Sir,
I am working on Cortex-M4 over serial wire debug protocol, i am able to read IDCODE(0x2ba01477) which is correct as per arm cortex m4 technical reference manual, and i am writing 0x50000000 to CTRLSTAT register to enable CSYSPWRUPREQ and CDBGPWRREQ which is also success without any ACK error,but the thing is when i am trying to read the CTRLSTAT register i got 0xffffffff . I don't understand what might be the problem,Please suggest me what would be the problem??
Thanks & Regards
Thank you for replay,
sorry in the line 4->i typed wrong but i am sending 0xA5.
i send your sequence 0x8B for writing into CTRLSTAT register i got fault response from target
i send 0xA9 to read from CTRLSTAT register i got ACK fault response for both
in previous my post
packet frame i followed as Startbit | APnDP | R/W | A[2 : 3] | Parity | Stop | Perk |
To write CTRLSTAT
startbit = 1
APnDP = 0
R/W = 0
from Implementation of Serial Wire JTAG flash programming in ARM Cortex M3 Processors | Theesan's log "Table 2.2.1 DP Register information" he given in 3:2 order i am taken in 2:3 order so
a[2:3] = 1 | 0
Parity = 1
Stop = 0
Perk = 1
in hex 0x95
To Read CTRLSTAT
R/W = 1
from Implementation of Serial Wire JTAG flash programming in ARM Cortex M3 Processors | Theesan's log Table 2.2.1 DP Register information he given in 3:2 order i am taken in 2:3 order so
Parity = 0
in hex B1
It seems you're right. This documentation is absolutely confusing.
In section 38.6.1 of the RM0090, the first bit is bit 31 and the last bit is bit 0 (no, they're not related to SWD).
But in section 38.8.2, table 295, it seems that the first bit is bit 0 and the last bit is bit 7.
That means: If you send a word via SWD, I understand it as that you will have to send the least significant bit first.
Hmm, 0x95 and 0xA9 are the bits 'mirrored', so I guess it seems you're sending the correct data.
Hmm, it looks like OpenOCD does not agree entirely with Mark's JTAG-to-SWD sequence.

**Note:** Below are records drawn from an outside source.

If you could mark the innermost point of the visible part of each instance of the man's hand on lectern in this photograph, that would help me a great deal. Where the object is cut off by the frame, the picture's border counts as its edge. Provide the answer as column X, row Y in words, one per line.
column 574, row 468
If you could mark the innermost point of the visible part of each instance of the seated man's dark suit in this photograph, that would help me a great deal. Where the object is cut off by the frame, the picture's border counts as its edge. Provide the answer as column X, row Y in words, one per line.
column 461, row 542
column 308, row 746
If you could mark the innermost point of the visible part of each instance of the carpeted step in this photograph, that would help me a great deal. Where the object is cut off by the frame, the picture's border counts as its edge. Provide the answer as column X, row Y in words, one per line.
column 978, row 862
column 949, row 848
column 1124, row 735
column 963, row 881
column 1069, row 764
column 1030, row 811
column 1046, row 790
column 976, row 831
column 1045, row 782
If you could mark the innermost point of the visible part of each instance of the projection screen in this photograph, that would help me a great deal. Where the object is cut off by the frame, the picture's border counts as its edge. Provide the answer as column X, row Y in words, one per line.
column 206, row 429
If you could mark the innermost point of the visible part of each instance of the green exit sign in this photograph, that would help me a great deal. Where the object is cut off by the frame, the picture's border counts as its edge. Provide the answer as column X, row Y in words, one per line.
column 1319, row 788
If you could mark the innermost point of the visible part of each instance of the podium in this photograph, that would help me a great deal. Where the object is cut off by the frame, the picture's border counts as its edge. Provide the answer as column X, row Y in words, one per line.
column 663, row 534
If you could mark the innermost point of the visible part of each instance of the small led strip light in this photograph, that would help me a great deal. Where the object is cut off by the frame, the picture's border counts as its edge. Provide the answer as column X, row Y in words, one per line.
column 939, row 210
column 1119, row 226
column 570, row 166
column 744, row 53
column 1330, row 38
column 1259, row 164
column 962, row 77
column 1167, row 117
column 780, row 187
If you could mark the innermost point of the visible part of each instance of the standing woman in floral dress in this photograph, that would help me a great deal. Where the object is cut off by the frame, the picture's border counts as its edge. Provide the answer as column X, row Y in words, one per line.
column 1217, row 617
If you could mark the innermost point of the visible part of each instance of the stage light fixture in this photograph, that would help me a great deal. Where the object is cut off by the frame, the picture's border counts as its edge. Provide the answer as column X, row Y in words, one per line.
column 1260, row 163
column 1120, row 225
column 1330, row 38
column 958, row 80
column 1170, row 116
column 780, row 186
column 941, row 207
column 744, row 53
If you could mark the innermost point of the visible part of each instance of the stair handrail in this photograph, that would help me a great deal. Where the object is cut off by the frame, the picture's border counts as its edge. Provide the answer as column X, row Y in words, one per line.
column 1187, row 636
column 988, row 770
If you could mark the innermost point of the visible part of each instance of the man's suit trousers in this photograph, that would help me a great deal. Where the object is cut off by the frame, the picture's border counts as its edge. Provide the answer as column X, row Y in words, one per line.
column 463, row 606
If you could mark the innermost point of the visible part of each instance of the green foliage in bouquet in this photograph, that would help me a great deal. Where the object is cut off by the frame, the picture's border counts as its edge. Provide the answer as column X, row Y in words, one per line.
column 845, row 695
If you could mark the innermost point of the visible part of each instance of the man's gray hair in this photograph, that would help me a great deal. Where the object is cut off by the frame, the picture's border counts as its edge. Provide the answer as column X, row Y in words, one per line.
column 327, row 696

Taken from OpenOCD's swd.h:
/**
* JTAG-to-SWD sequence.
*
* The JTAG-to-SWD sequence is at least 50 TCK/SWCLK cycles with TMS/SWDIO
* high, putting either interface logic into reset state, followed by a
* specific 16-bit sequence and finally a line reset in case the SWJ-DP was
* already in SWD mode.
*/
static const uint8_t swd_seq_jtag_to_swd[] = {
0xff, 0xff, 0xff, 0xff, 0xff, 0xff, 0x7b, 0x9e,
0xff, 0xff, 0xff, 0xff, 0xff, 0xff, 0x0f,
};
If your device is not in SWD state, then it could perhaps be why things go wrong.
Thank you for reply,
hardware settings taken from below url :
HardwareDebugConnections - ** Code Red Support Site **
from the above url i connected host GPIO to SWCLK pin of target with 10k pull down, and host GPIO to SWDIO pin of target with 10K pullup. is there any wrong with hardware connection??
I think your connection is probably correct.

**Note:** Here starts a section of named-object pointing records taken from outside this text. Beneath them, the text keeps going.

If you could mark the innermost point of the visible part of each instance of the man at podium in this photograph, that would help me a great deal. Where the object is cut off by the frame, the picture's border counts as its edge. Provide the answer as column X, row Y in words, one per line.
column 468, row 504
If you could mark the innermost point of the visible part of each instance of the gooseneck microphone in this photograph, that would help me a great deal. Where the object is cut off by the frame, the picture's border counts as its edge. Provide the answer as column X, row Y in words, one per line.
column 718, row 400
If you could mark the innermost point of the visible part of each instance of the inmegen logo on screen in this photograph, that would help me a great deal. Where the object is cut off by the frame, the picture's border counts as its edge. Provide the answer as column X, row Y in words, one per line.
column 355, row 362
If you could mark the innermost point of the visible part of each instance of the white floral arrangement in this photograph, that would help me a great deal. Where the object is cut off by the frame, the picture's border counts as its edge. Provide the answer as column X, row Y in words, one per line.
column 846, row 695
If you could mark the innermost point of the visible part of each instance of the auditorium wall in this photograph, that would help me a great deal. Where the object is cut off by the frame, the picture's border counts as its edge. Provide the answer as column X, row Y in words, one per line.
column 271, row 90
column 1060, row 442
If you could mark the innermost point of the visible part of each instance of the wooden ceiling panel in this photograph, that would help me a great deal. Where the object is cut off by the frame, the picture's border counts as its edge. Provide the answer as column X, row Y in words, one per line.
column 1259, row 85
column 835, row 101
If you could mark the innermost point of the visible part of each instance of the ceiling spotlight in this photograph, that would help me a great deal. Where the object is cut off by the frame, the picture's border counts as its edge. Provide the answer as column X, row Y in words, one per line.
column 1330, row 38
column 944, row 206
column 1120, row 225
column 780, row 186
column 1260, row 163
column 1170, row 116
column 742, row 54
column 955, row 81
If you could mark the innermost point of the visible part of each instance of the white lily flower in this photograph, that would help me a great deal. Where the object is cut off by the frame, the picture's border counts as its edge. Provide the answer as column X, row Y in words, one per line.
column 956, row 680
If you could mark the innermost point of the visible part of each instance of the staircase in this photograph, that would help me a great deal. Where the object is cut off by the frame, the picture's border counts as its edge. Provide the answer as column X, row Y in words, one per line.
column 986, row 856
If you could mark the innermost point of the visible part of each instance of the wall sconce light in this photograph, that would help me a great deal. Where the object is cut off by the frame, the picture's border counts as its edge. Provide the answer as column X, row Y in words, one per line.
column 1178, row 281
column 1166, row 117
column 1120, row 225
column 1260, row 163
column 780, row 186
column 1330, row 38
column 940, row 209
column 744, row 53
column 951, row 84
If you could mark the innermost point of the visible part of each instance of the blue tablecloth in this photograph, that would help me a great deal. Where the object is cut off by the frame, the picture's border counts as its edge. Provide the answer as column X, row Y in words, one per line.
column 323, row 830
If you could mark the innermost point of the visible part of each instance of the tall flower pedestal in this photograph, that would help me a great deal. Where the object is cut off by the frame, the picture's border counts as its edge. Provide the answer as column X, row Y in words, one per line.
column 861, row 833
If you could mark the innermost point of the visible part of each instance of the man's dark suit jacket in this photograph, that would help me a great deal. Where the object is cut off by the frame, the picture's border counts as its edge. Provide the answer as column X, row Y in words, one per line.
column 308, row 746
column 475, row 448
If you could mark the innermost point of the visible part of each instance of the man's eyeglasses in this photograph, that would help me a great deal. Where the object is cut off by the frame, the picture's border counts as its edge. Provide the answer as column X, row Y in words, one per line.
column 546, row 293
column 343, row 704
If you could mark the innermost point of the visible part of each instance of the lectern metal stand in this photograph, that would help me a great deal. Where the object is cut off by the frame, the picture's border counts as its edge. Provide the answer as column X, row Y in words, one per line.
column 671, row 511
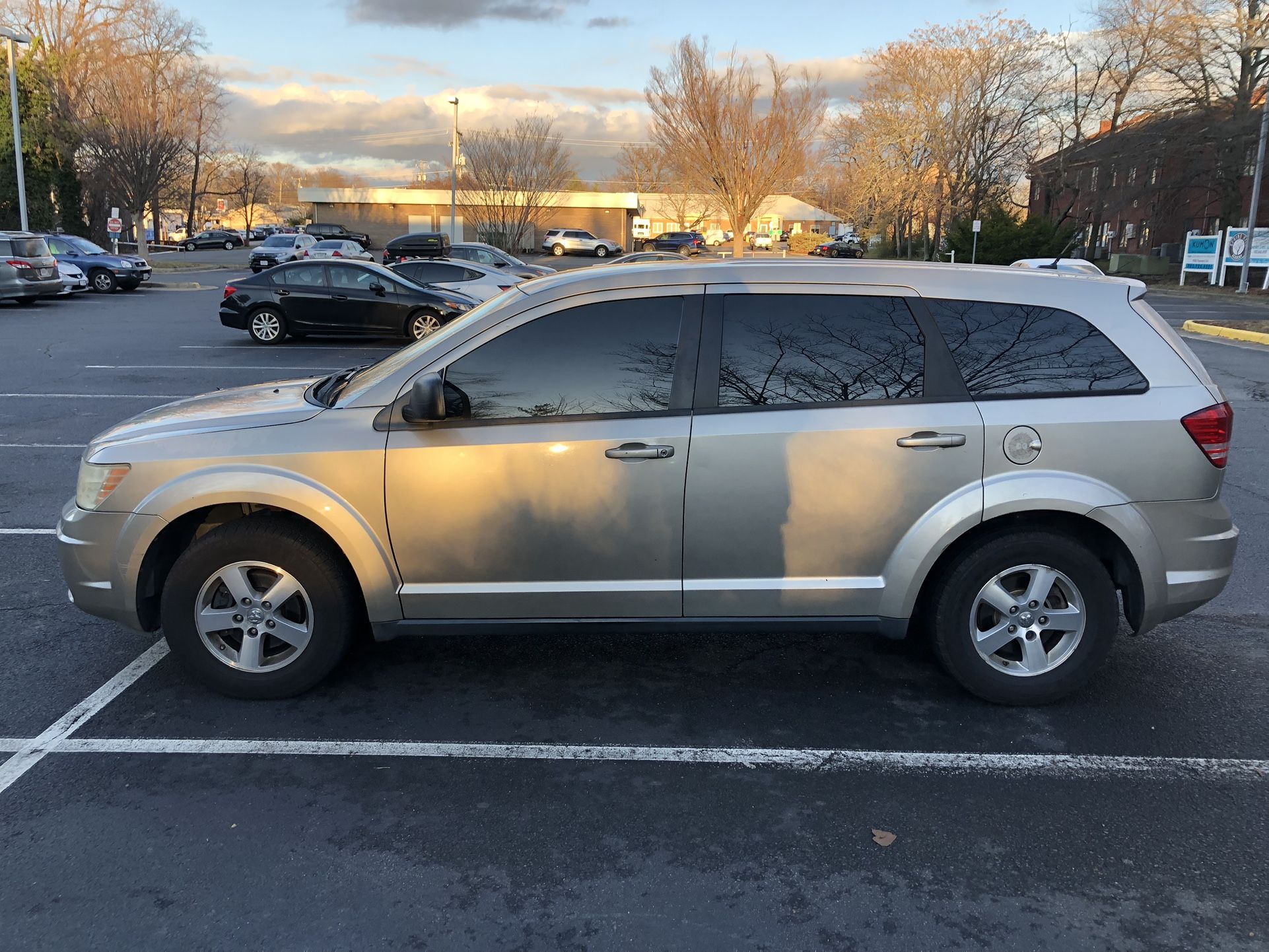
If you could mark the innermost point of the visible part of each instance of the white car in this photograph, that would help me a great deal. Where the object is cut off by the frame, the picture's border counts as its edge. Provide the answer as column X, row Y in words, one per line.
column 338, row 248
column 73, row 279
column 477, row 281
column 1076, row 265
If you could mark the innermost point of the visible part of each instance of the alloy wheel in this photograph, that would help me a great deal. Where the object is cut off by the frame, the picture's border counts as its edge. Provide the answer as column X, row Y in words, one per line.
column 254, row 616
column 265, row 325
column 1027, row 620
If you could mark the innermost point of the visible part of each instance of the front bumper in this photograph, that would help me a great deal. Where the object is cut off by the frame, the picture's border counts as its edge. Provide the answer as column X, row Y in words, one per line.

Do you have a logic analyzer ?
thank you for reply,
no i don't have any logic analyzer financially i am unable to purchase logic analyzer , is there any alternative software tool to simulate hardware?
Thanks & Regards.
sir,
One thing i forgot to say when i am reading ctrlstat register it's ack response is correct, and the result is 0xffffffff with "Parity error".
If I'm lucky, I can set up OpenOCD with my board and snoop on an external JTAG programmer, but it will require some time, before I can get this fully set up, as I don't have all the resources I need at hand.
I've also had a look in OpenOCD's code, and it looks to me that it's doing the things in the same way (or very close to, at least) that you are doing them.
How much delay is required while generating a clock (high delay low)???
The timing information can be found on the ARM Information Center under SWD timing requirements.
Each edge should be between 10 ns and 500 us.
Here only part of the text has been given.